Purpose. To analyze leg pain severity data from a randomized controlled trial (RCT) of lumbar disc surgery using integrated approaches that adjust pain scores collected at scheduled follow-up visits for confounding clinical events occurring between visits. Methods. Data were derived from an RCT of a bone-anchored annular closure device (ACD) following lumbar discectomy versus lumbar discectomy alone (Control) in patients with large postsurgical annular defects. Leg pain was recorded on a 0 to 100 scale at 6 weeks, 3 months, 6 months, 1 year, and 2 years of follow-up. Patients with pain reduction ≥20 points relative to baseline were considered responders. Unadjusted analyses utilized pain scores reported at follow-up visits. Since symptomatic reherniation signifies clinical failure of lumbar discectomy, integrated analyses adjusted pain scores following a symptomatic reherniation by baseline observation carried forward for continuous data or classification as nonresponders for categorical data. Results. Among 550 patients (272 ACD, 278 Control), symptomatic reherniation occurred in 10.3% of ACD patients and in 21.9% of controls (p < 0.001) through 2 years. There was no difference in leg pain scores at the 2-year visit between ACD and controls (12 versus 14; p = 0.33) in unadjusted analyses, but statistically significant differences favoring ACD (19 versus 29; p < 0.001) in integrated analyses. Unadjusted nonresponder rates were 6.0% with ACD and 6.7% with controls (p = 0.89), but 15.7% and 27.8% (p = 0.001) in integrated analyses. The probability of nonresponse was 16.4% with ACD and 18.3% with controls (p = 0.51) in unadjusted analysis, and 23.7% and 31.2% (p = 0.04) in integrated analyses. Conclusion. In an RCT of lumbar disc surgery, an integrated analysis of pain severity that adjusted for the confounding effects of clinical failures occurring between follow-up visits resulted in different conclusions compared to an unadjusted analysis of pain scores reported at follow-up visits only.

1. Introduction

Long-term follow-up in clinical trials is mandatory for monitoring the safety and efficacy of chronic pain treatments.

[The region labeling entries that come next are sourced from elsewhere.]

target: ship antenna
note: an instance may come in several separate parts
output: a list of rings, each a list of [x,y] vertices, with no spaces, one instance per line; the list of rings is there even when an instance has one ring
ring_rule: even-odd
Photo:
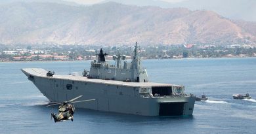
[[[70,73],[70,75],[71,75],[71,73]]]

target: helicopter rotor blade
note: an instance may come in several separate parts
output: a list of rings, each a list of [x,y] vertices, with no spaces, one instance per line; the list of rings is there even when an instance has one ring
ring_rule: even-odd
[[[70,101],[68,101],[68,102],[72,102],[72,101],[75,101],[75,99],[78,99],[78,98],[79,98],[79,97],[82,97],[83,95],[79,95],[79,96],[77,96],[77,97],[75,97],[75,98],[74,98],[74,99],[70,99]]]
[[[60,104],[62,104],[62,103],[56,103],[56,104],[51,104],[51,105],[47,105],[46,107],[50,107],[50,106],[54,106],[54,105],[60,105]]]
[[[81,102],[89,101],[95,101],[95,99],[87,99],[87,100],[83,100],[83,101],[77,101],[72,102],[72,103],[81,103]]]

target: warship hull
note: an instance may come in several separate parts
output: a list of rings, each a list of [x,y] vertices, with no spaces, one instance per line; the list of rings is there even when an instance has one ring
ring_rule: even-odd
[[[50,101],[63,102],[83,95],[79,99],[96,101],[76,103],[75,107],[142,116],[192,116],[193,113],[196,97],[192,95],[150,95],[152,92],[163,93],[172,84],[72,75],[47,76],[48,71],[38,68],[22,69],[22,71]]]

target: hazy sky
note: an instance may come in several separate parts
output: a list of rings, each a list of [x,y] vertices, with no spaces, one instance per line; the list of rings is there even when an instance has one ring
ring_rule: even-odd
[[[104,0],[65,0],[65,1],[73,1],[73,2],[79,3],[79,4],[88,5],[88,4],[95,4],[95,3],[103,1]],[[161,0],[161,1],[166,1],[166,2],[170,2],[170,3],[175,3],[175,2],[182,1],[184,0]]]

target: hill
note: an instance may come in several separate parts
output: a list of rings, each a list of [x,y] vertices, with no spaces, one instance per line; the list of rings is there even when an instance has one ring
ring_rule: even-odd
[[[256,42],[255,22],[209,10],[16,2],[0,6],[0,43],[230,44]]]

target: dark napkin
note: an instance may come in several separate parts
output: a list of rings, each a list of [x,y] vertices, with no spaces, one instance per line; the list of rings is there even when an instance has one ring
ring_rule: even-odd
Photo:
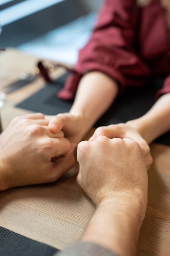
[[[0,227],[0,256],[52,256],[58,249]]]
[[[62,88],[67,75],[66,73],[55,82],[47,83],[44,88],[16,106],[45,115],[68,112],[73,101],[64,101],[56,96],[57,92]],[[155,94],[162,87],[163,82],[163,79],[157,78],[151,80],[142,88],[127,88],[94,126],[124,123],[144,115],[154,104]],[[170,132],[161,136],[155,142],[170,146]]]

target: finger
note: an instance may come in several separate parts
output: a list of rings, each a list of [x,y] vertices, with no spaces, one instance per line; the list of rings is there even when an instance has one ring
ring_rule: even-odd
[[[53,117],[49,121],[49,129],[53,132],[57,132],[62,130],[64,124],[64,120],[62,114]]]
[[[28,119],[44,119],[45,116],[42,113],[32,113],[22,116]]]
[[[52,168],[54,171],[54,176],[53,177],[54,181],[56,180],[74,166],[75,158],[73,153],[75,148],[76,145],[72,144],[70,150],[66,154],[55,161],[51,162]]]
[[[94,140],[97,137],[101,135],[113,139],[115,137],[119,137],[119,129],[117,126],[110,125],[108,126],[101,126],[96,129],[89,140]]]
[[[50,138],[52,138],[54,139],[57,139],[60,138],[63,138],[64,136],[64,135],[62,131],[59,131],[58,132],[54,133],[51,132],[49,129],[48,125],[42,125],[41,127],[44,130],[44,134],[48,136]]]
[[[67,139],[60,138],[53,139],[53,145],[51,149],[51,158],[53,161],[58,157],[67,153],[70,150],[71,144]]]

However, longer follow-up periods also increase the likelihood for missing data, patient withdrawal, and clinical events that may confound data interpretation. Numerous analytic approaches are available to deal with missing data (e.g., multiple imputation, last observation carried forward, baseline observation carried forward [BOCF], and nonresponder imputation) and their comparative performance and recommendations for use are well-documented [13]. However, methods to adjust existing data for confounding clinical events have received considerably less attention.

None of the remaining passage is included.